Chief sanitary doctor Gennady Onishchenko said Wednesday that Russia should introduce a policy of forcibly treating some drug addicts.
"It is obvious that humane, mandatory [treatment] is essential. Who, how and under what conditions — those are questions that must be answered," Onishchenko told Interfax.
But Onishchenko stressed that compulsory treatment should be one of a set of tools used to control drug-addiction levels.
"Forced treatment should not be a universal cure but one of many measures," he said.
Other measures to limit addiction mentioned by Onishchenko included ad campaigns promoting a healthy lifestyle and efforts to crack down on drug traffickers.
Earlier Wednesday, the Federal Drug Control Service released the latest data on the prevalence of drug dependency.
According to the research, 8.5 million Russians regularly or occasionally use drugs, a significant increase over the figure of 5 million cited in the agency's last report.

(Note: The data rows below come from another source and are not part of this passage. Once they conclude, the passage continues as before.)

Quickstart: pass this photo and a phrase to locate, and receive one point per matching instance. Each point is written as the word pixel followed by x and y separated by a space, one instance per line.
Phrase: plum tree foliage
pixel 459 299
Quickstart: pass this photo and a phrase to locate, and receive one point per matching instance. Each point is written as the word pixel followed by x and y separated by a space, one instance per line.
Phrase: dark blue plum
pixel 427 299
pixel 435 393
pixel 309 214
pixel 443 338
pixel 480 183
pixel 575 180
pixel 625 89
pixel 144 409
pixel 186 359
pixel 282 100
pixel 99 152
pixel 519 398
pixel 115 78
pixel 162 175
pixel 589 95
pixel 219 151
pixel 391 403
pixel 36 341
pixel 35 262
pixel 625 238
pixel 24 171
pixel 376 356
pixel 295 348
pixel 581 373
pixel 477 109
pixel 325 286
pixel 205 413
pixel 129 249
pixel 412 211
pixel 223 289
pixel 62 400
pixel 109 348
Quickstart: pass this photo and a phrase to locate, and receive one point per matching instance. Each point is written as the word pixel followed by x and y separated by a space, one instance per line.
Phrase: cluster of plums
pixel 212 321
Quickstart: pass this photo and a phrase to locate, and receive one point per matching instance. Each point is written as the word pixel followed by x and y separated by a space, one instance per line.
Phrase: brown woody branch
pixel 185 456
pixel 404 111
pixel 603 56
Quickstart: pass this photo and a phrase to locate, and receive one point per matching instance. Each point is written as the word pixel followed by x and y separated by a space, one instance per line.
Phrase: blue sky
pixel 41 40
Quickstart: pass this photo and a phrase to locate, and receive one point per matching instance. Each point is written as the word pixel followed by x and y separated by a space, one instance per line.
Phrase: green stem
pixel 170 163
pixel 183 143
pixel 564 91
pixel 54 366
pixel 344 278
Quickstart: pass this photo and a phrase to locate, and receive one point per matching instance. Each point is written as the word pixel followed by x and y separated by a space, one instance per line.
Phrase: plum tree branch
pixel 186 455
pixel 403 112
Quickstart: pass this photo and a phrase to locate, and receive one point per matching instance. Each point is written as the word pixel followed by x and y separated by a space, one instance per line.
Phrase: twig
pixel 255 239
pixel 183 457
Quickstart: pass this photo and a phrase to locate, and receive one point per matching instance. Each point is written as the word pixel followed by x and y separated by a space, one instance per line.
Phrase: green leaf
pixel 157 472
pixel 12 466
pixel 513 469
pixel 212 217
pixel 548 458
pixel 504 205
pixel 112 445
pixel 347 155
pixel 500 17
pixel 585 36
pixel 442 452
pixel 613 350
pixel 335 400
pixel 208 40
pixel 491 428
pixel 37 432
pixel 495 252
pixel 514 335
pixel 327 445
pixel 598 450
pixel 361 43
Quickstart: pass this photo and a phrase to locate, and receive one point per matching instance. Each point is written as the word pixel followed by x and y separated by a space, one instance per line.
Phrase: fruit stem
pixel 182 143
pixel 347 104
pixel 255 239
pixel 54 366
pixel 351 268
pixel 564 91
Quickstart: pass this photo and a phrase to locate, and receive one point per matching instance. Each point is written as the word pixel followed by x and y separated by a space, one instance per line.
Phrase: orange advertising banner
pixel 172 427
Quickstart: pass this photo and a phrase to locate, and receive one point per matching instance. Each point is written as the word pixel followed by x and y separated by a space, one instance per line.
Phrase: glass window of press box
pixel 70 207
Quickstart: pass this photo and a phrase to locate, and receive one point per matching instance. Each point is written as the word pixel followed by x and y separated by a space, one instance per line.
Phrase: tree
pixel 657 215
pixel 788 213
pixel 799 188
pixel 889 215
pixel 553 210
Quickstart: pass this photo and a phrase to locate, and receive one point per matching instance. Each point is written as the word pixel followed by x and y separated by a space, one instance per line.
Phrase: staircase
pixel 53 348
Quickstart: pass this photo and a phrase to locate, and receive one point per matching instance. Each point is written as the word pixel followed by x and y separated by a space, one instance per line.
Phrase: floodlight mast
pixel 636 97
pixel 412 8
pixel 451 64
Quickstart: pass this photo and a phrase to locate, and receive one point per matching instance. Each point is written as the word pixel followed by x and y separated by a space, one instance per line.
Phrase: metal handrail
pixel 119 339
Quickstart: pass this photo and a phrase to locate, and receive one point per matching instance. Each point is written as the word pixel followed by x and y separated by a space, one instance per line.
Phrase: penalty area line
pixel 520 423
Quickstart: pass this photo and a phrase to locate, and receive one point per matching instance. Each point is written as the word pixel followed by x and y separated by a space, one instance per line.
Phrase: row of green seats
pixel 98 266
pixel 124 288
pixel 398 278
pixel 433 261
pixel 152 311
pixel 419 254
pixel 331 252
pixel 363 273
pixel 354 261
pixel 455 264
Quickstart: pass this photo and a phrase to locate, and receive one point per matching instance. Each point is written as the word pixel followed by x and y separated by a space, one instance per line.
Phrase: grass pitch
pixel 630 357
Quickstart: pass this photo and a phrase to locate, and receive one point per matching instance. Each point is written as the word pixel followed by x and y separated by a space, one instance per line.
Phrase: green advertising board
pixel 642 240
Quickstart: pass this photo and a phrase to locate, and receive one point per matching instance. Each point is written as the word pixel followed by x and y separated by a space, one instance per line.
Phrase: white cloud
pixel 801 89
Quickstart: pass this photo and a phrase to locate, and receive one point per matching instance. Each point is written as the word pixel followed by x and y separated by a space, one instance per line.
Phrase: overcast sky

Onishchenko's backing of forced drug-addiction treatment is the latest indication that the government is toughening its narcotics policy.
The Federal Drug Control Service in March drafted a bill to introduce criminal punishments for "systematic" drug use, defined as use more than two or three times a year.
The agency said at the time that it views the measure as a means of encouraging addicts to seek medical help.